July’s Consumer Price Index released Wednesday showed prices jumped 5.4% since last year, compared to expectations of 5.3%, according to economists surveyed by Dow Jones. The government said CPI increased 0.5% in July on month-to-month basis.
But investors were concentrating on the core rate of inflation. CPI, excluding energy and food prices, rose by 0.3% last month, below the 0.4% increase expected. Core prices still jumped 4.3% on a year-over-year basis.
The data “should help assuage investor fears that the Fed is too laid-back about inflation pressures, ” said Seema Shah, Chief Strategist, Principal Global Investors. “The details of the data release suggest some easing in the reopening and supply-shortage driven boost to prices, and tentatively suggests that inflation may have peaked.
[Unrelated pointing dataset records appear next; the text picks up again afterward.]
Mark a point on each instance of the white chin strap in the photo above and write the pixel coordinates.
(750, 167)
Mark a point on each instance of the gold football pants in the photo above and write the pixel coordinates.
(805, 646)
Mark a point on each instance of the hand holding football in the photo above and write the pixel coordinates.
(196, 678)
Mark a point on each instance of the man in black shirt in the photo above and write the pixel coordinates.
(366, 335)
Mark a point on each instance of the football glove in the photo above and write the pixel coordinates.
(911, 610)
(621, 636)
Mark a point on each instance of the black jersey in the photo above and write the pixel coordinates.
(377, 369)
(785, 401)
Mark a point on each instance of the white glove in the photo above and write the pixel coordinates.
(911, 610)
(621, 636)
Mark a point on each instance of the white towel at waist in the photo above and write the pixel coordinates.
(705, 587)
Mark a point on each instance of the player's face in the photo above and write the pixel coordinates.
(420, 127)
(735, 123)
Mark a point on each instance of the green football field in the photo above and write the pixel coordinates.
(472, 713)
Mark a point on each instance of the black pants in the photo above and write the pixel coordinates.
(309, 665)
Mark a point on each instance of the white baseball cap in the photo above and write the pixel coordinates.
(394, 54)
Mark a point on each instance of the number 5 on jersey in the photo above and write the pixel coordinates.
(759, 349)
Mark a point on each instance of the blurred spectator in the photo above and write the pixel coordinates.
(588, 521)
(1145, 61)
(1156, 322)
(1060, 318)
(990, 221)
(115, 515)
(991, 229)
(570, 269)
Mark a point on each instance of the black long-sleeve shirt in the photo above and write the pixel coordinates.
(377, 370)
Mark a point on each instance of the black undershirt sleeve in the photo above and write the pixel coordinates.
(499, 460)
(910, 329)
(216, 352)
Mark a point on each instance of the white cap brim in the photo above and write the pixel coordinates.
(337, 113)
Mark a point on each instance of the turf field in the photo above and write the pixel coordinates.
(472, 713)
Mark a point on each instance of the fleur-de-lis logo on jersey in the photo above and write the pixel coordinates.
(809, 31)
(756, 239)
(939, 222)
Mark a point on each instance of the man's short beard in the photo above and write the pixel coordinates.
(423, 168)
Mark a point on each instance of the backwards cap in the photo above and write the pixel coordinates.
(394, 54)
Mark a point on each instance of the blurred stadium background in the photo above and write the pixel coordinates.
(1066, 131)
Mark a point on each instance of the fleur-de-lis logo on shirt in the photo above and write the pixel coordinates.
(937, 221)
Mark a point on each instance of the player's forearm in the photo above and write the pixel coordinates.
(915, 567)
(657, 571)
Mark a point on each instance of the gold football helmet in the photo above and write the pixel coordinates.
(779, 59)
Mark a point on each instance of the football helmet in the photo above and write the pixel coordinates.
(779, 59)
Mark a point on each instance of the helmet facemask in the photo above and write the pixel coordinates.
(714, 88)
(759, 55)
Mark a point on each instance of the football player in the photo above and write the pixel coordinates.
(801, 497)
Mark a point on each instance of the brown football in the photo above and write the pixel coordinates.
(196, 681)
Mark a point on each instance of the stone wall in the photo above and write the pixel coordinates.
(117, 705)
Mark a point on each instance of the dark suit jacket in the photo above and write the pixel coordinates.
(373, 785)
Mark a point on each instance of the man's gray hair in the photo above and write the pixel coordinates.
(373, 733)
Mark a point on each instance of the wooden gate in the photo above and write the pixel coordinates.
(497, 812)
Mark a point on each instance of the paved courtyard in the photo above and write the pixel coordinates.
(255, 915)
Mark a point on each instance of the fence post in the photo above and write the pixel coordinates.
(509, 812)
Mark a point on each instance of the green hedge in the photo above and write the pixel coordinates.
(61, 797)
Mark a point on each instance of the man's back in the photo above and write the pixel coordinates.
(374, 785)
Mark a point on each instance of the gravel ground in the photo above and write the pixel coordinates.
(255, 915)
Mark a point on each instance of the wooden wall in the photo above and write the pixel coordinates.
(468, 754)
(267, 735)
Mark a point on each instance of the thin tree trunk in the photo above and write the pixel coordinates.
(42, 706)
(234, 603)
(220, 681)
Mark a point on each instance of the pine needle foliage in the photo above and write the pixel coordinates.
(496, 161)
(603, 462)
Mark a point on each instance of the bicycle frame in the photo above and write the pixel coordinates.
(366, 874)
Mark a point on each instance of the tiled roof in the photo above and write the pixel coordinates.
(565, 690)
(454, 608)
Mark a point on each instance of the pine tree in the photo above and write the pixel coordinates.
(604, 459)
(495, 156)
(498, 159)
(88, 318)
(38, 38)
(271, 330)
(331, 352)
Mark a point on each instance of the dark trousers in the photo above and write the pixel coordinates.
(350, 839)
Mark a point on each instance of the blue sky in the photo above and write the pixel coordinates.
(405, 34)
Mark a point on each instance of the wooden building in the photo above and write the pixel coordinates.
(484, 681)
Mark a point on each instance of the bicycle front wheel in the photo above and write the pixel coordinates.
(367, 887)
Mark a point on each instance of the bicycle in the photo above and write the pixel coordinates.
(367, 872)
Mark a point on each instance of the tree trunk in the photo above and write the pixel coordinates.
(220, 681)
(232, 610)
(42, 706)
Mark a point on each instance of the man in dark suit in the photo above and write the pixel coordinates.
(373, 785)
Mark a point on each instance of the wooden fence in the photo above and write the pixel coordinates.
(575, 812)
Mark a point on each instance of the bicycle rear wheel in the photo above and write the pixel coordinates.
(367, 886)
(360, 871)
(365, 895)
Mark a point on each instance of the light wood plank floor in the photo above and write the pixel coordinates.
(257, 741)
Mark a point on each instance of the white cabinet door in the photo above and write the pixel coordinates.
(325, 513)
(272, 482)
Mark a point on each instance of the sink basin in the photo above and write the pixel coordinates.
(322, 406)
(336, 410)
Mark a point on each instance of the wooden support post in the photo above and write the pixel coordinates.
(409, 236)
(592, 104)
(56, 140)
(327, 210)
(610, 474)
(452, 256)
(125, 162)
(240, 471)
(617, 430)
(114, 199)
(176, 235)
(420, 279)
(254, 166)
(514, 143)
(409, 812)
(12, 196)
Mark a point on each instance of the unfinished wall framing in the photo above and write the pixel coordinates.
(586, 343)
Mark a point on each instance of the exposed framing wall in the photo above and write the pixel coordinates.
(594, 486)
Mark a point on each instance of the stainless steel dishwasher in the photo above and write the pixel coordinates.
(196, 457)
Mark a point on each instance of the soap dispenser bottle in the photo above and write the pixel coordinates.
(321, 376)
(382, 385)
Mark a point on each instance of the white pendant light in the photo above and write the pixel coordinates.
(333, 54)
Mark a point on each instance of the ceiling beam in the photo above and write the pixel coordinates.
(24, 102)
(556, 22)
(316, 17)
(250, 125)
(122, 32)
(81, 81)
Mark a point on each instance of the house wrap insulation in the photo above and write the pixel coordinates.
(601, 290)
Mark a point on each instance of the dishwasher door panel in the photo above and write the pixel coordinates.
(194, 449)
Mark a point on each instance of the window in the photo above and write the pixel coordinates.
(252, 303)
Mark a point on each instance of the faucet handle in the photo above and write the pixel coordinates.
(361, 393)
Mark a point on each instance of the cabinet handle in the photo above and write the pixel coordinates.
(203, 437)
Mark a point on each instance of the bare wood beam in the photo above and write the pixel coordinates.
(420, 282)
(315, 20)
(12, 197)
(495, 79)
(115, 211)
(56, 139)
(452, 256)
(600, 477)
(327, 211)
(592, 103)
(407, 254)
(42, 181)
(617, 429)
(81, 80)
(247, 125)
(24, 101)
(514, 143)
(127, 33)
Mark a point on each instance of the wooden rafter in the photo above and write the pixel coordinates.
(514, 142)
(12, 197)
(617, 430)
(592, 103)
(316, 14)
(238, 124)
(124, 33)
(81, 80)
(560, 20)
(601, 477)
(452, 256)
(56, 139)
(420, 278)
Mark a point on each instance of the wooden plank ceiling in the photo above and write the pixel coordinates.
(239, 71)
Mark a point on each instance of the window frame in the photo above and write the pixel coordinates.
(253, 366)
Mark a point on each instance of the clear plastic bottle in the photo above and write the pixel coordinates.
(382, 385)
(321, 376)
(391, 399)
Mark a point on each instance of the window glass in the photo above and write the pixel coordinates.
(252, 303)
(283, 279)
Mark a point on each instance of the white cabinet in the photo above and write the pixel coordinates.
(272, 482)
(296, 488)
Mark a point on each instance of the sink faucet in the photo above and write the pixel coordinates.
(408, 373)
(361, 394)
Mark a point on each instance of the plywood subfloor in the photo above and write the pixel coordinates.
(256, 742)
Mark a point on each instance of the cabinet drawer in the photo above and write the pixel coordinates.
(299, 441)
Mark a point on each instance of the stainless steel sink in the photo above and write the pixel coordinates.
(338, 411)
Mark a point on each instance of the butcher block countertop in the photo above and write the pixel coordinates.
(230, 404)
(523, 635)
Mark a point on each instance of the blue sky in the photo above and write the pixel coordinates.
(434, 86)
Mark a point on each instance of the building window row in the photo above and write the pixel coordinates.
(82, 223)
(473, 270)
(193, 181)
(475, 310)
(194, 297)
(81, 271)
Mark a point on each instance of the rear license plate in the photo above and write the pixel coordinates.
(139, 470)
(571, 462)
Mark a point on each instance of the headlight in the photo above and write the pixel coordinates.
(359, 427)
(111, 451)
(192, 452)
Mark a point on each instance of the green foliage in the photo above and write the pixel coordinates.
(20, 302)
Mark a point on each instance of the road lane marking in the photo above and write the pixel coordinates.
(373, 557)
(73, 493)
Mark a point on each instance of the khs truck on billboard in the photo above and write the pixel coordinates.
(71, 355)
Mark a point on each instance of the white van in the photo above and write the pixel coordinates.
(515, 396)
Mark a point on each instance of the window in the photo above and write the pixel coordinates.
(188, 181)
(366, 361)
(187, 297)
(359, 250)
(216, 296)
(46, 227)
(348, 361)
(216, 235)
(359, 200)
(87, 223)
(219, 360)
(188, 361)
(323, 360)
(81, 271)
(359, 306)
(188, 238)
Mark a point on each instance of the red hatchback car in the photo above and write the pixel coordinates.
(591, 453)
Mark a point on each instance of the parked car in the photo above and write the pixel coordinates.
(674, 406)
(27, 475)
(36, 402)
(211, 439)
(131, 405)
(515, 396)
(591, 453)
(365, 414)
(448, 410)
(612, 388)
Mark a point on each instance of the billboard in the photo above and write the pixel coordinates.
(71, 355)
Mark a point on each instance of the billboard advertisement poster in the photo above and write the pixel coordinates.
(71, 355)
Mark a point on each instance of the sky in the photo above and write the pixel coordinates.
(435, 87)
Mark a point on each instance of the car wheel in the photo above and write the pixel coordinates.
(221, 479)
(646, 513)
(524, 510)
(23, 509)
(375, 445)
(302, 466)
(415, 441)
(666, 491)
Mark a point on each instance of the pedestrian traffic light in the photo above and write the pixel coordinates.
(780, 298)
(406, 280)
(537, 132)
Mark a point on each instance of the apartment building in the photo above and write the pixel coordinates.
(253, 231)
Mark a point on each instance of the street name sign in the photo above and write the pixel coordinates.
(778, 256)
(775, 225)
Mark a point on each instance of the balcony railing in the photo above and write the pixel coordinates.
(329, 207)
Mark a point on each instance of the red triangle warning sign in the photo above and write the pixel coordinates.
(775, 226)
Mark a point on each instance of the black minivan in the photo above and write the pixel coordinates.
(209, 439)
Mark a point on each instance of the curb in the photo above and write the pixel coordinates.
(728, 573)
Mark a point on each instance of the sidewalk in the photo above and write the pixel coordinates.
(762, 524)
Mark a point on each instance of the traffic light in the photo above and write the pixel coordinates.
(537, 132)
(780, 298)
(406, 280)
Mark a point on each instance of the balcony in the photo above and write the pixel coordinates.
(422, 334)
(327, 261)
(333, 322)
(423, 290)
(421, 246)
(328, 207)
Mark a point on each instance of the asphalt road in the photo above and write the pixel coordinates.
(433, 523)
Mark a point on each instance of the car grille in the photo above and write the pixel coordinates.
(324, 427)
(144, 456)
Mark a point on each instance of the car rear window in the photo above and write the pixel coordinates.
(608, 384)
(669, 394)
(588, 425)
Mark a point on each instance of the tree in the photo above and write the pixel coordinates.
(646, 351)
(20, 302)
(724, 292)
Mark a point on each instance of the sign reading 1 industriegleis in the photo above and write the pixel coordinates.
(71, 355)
Investors in the transitory camp will feel slightly vindicated.”
Used car prices, which investors have been watching as one sign of out-of-control inflation, rose just 0.2% in July after surging more than 10% in the prior month.
Oil prices dropped Wednesday after the White House called on OPEC and its allies to increase oil production to support the global recovery from the pandemic. Futures contracts for West Texas Intermediate crude fell by more than 1% to about $67.44 per barrel. European benchmark Brent crude also slipped by more than 1% to about $69.85 per barrel.
Shares of Southwest Airlines ticked nearly 2% lower in premarket trading after lowering its third quarter operating revenue guidance, citing the Delta variant. American Airlines and United Airlines also slipped in the premarket.
On Tuesday, the Dow and S&P 500 closed at record highs following the Senate passing the $1 trillion infrastructure bill. The legislation earmarks $550 billion in new spending for areas including transportation and the electric grid.
The Nasdaq Composite slid 0.49% on Tuesday, registering its second negative session in the last three. The dip came as treasury yields advanced, weighing on growth-oriented areas of the market.
The march to record highs for stocks comes despite Covid case numbers rising in the U.S. and around the world.
“Widespread vaccine distribution and distancing measures have helped limit the variant’s impact, but we could still see some drag on economic growth as some restrictions are reintroduced and consumers potentially become more cautious,” said Barry Gilbert, asset allocation strategist at LPL Financial. “While we may see an increase in market volatility due to the Delta variant, we believe the S&P 500 is still likely to see more gains through the end of the year,” he added.
Through Friday, 87% of the S&P 500 companies that reported quarterly results have beat earnings estimates. The same percentage of companies beat revenue estimates during that timeframe.
“There’s been a lot to take in these last few weeks; major earnings, a hawkish Fed and some knockout economic readings,” said Craig Erlam, senior market analyst at Oanda. “Everything it seems is now pointing towards the Fed tapering its asset purchases in the coming months, with delta the only things potentially standing in its way as it spreads across the US (and many other countries).”